I like knitting jumpers and other big things and I even crochet big things at times. Sometimes, however, it’s nice to knit or crochet something really small. Not miniature small but just small. Instead of working on something for weeks or even months (or god forbid, years), it makes a change to get several items finished in just one afternoon.
Before Christmas I started crocheting these little hearts. I’m not terribly good at crocheting but I can handle simple things and these hearts seemed simple enough. They are actually (according to the pattern) decorations for Christmas lights. I left out a hanging loop and attached a pin back to the rear. The yarn is Novita Hohde (it could be translated as “Shine” or “Glow”), which is a nice worsted weight yarn with reflective fiber. Pin this on your coat, hat or bag and you are a little bit more visible during these dark winter months. It’s obviously not a replacement for a proper reflector, but surely anything helps.
I popped these in the envelopes with my Christmas cards!
The pattern I used is here and it’s in English! I thought about crocheting other shapes too; stars or flowers and a skull would be nice, but I haven’t found small enough patterns yet. I wouldn’t like to pin a reflector that looks like a table cloth on my coat. I do like this puffy heart and I might try one later. Crocheted with reflective yarn and a string added, it could dangle.
As a side note, did you know that a reflector is a Finnish invention?
I have never ever knitted mittens, fingerless or otherwise, on two needles. Until now. I don’t know what made me try.
I had tiny balls of some nameless yarn. I knitted two rectangle pieces, did the seam and left a little gap for the thumb. Done.
These fingerless mitts are ok but I have to say that I do prefer knitting mittens in the round – doesn’t everyone? Unless, of course, there is a reason why they are done on two needle, like these. I want to try and make those babies one day.
When out and about, I often have fingerless mittens in the rucksack. I swap my proper mittens to fingerless mittens when having a break. This way the hands still keep relatively warm but the grip on a mug is a bit more secure. Also, easier and tidier to hold on to one’s muffin!
Me and my hubby like to go out on walks. We like to climb up on hills and fells, or just ramble in the woods. We live practically in the middle of nowhere and only need to get out of the door to be in the forest. We absolutely love it. The smells, the peace and quiet, the atmosphere, all the inspiration you get there and all the cool things you can see. One of the nicest things about our walks is the break. The coffee break. Coffee, or anything really, tastes so much better outside. We take coffee in a flask and stop somewhere nice. It’s nice to just sit and listen to the wind or the birds and to the quietness, even. The problem is, if it’s not the dead of (a very warm) summer, your bum gets cold very quickly when sitting on rocks. I knit all sorts of things but only recently I thought about knitting a bum warmer.

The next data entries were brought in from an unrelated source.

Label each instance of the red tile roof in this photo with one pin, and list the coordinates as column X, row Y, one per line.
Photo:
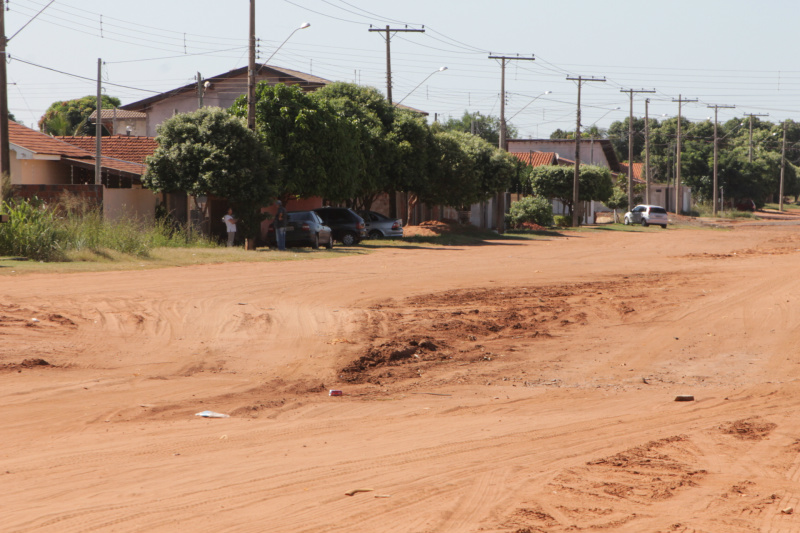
column 39, row 143
column 536, row 159
column 127, row 148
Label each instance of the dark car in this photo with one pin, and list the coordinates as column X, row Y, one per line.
column 380, row 226
column 304, row 228
column 347, row 227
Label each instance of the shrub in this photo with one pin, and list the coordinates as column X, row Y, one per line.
column 533, row 209
column 563, row 221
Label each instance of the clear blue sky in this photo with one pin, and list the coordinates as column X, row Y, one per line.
column 734, row 52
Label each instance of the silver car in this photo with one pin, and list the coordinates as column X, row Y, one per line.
column 380, row 226
column 646, row 215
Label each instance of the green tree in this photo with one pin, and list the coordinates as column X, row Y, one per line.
column 556, row 181
column 316, row 151
column 209, row 152
column 371, row 117
column 71, row 117
column 486, row 127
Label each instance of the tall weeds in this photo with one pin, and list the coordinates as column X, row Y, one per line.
column 47, row 233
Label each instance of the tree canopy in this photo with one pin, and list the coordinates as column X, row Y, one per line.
column 210, row 152
column 71, row 117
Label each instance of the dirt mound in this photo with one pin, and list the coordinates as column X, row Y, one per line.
column 748, row 429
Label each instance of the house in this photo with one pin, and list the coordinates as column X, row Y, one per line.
column 217, row 91
column 47, row 167
column 121, row 121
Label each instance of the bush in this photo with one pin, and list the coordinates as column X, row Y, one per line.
column 46, row 233
column 533, row 209
column 563, row 221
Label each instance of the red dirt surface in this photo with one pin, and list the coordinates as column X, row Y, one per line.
column 516, row 387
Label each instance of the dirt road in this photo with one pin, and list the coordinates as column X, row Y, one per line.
column 512, row 387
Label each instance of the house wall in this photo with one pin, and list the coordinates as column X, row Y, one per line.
column 39, row 172
column 591, row 151
column 129, row 203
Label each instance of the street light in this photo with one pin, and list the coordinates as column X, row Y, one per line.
column 440, row 69
column 529, row 103
column 301, row 27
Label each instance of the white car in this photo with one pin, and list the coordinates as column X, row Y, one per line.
column 646, row 215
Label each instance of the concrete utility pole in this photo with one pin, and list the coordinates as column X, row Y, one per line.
column 630, row 142
column 680, row 100
column 750, row 150
column 714, row 189
column 647, row 150
column 503, row 143
column 783, row 168
column 389, row 31
column 251, row 70
column 5, row 157
column 576, row 179
column 98, row 129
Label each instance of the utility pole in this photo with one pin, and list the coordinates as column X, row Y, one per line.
column 251, row 70
column 783, row 168
column 714, row 188
column 5, row 157
column 680, row 100
column 199, row 91
column 647, row 150
column 503, row 144
column 576, row 179
column 389, row 31
column 388, row 38
column 630, row 142
column 98, row 129
column 751, row 115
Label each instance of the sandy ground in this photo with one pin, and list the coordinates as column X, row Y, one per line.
column 511, row 387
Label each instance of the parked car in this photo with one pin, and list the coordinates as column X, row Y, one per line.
column 380, row 226
column 646, row 215
column 347, row 227
column 304, row 228
column 746, row 204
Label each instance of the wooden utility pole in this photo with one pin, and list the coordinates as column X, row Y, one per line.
column 199, row 91
column 714, row 188
column 750, row 149
column 251, row 70
column 389, row 31
column 783, row 168
column 98, row 129
column 680, row 100
column 576, row 179
column 5, row 157
column 647, row 150
column 500, row 215
column 630, row 142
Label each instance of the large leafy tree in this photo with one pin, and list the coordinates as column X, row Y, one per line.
column 555, row 181
column 487, row 127
column 316, row 151
column 210, row 152
column 371, row 117
column 71, row 117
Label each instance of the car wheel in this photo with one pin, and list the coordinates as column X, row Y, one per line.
column 349, row 239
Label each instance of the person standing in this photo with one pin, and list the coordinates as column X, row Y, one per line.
column 230, row 224
column 280, row 226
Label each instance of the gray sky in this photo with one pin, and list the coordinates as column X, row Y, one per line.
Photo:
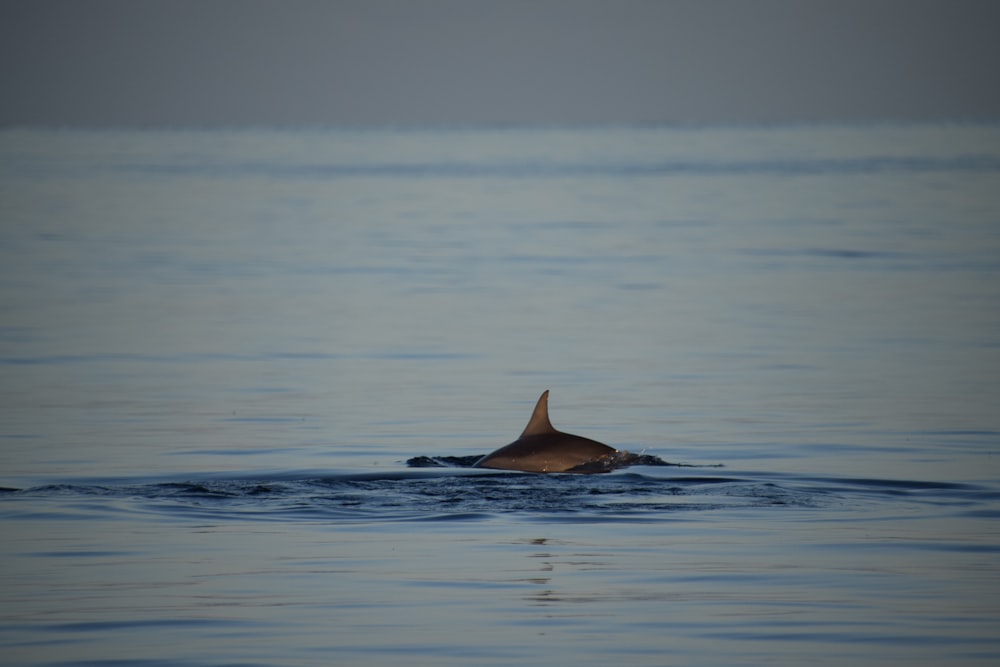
column 361, row 62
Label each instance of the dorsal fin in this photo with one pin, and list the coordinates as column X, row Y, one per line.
column 539, row 422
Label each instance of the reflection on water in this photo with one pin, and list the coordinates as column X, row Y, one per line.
column 218, row 351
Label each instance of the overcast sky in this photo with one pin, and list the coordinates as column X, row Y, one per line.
column 442, row 62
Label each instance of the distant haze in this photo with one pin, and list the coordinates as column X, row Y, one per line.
column 444, row 62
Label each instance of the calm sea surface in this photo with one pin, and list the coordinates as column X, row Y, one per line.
column 218, row 349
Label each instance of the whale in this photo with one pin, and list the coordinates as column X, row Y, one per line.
column 542, row 448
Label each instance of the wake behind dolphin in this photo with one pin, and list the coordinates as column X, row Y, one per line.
column 542, row 448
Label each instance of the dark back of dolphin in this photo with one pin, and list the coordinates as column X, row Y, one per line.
column 541, row 448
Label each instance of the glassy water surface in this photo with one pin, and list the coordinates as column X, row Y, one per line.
column 218, row 349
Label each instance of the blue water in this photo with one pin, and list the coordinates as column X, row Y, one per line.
column 218, row 350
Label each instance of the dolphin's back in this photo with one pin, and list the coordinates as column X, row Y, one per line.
column 550, row 452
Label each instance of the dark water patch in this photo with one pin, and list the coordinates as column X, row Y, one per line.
column 452, row 493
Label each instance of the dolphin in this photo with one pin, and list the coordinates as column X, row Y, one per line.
column 541, row 448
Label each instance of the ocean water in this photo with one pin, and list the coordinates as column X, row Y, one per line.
column 219, row 349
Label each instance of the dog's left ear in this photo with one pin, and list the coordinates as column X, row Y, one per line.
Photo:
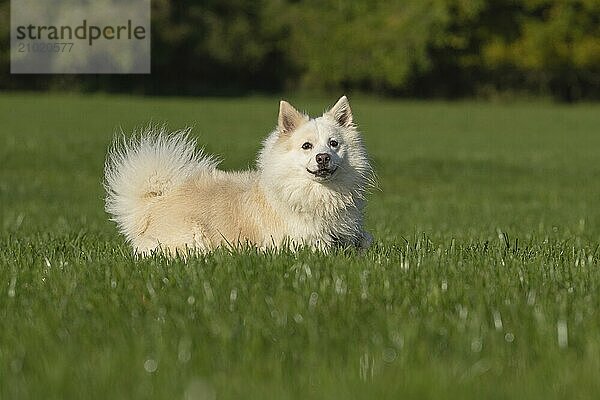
column 341, row 113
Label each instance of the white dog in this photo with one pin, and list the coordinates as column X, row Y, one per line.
column 309, row 188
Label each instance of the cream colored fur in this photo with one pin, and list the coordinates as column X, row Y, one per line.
column 164, row 194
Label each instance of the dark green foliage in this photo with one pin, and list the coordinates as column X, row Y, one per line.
column 419, row 48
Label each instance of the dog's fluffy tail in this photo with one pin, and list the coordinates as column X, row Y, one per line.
column 149, row 165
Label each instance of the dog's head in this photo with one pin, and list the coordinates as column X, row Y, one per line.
column 327, row 150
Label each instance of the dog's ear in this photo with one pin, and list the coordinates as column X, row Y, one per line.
column 341, row 113
column 289, row 119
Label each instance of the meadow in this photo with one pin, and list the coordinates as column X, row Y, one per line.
column 483, row 282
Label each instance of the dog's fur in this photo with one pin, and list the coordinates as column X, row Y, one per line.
column 166, row 195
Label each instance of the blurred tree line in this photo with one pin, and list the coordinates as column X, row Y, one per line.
column 417, row 48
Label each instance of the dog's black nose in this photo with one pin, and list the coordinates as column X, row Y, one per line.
column 323, row 159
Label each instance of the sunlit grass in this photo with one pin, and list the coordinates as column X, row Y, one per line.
column 483, row 282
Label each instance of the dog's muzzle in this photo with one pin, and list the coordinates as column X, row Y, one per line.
column 323, row 172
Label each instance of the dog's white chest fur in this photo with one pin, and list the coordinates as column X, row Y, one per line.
column 308, row 189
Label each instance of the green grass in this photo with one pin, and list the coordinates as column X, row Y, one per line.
column 484, row 281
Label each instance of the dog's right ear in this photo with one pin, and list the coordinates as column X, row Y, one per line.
column 289, row 119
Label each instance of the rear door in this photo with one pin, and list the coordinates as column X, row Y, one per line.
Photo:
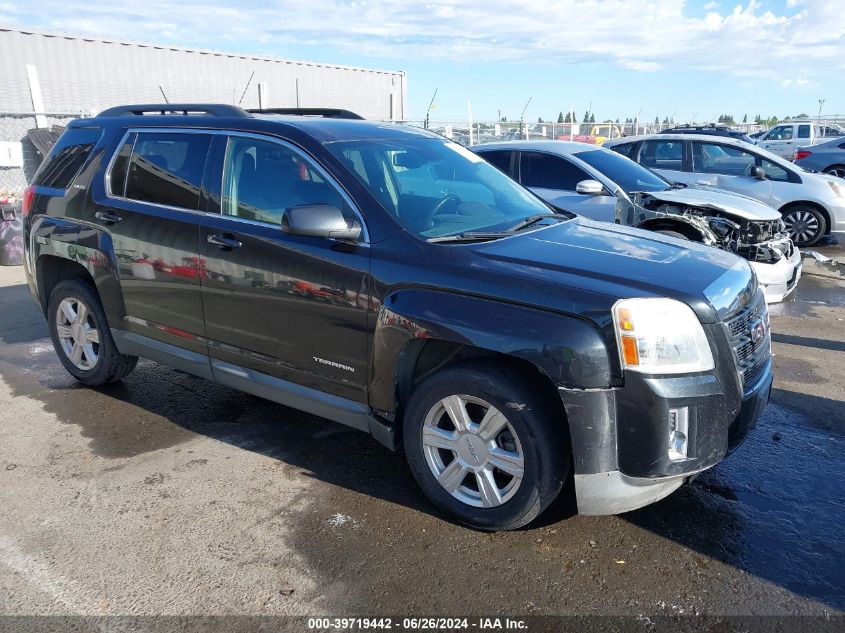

I found a nice Drops pattern for a domino square. I knitted one with Viking Naturgarn and another one with Novita’s Huopanen. They were felted in the washing machine and they felted totally differently. The orange coloured Huopanen was bigger before felting but smaller after. The lilac Naturgarn felted evenly but the stitches can still be seen quite easily. Still, I like them both and they are very good insulators. Even if a rock is ice-cold, the bum keeps warm.
Things get different when there’s snow. The felted wool still insulates but the snow underneath melts and eventually you’ll get a wet bum. Wool might be a good insulator and it might repel moisture but waterproof it is not. I have to take something with me in the future to put underneath the felt to keep the water out. This picture below was taken couple of weeks ago when we got our first snowfall of the year. It’s all gone now but no doubt there will be some more soon.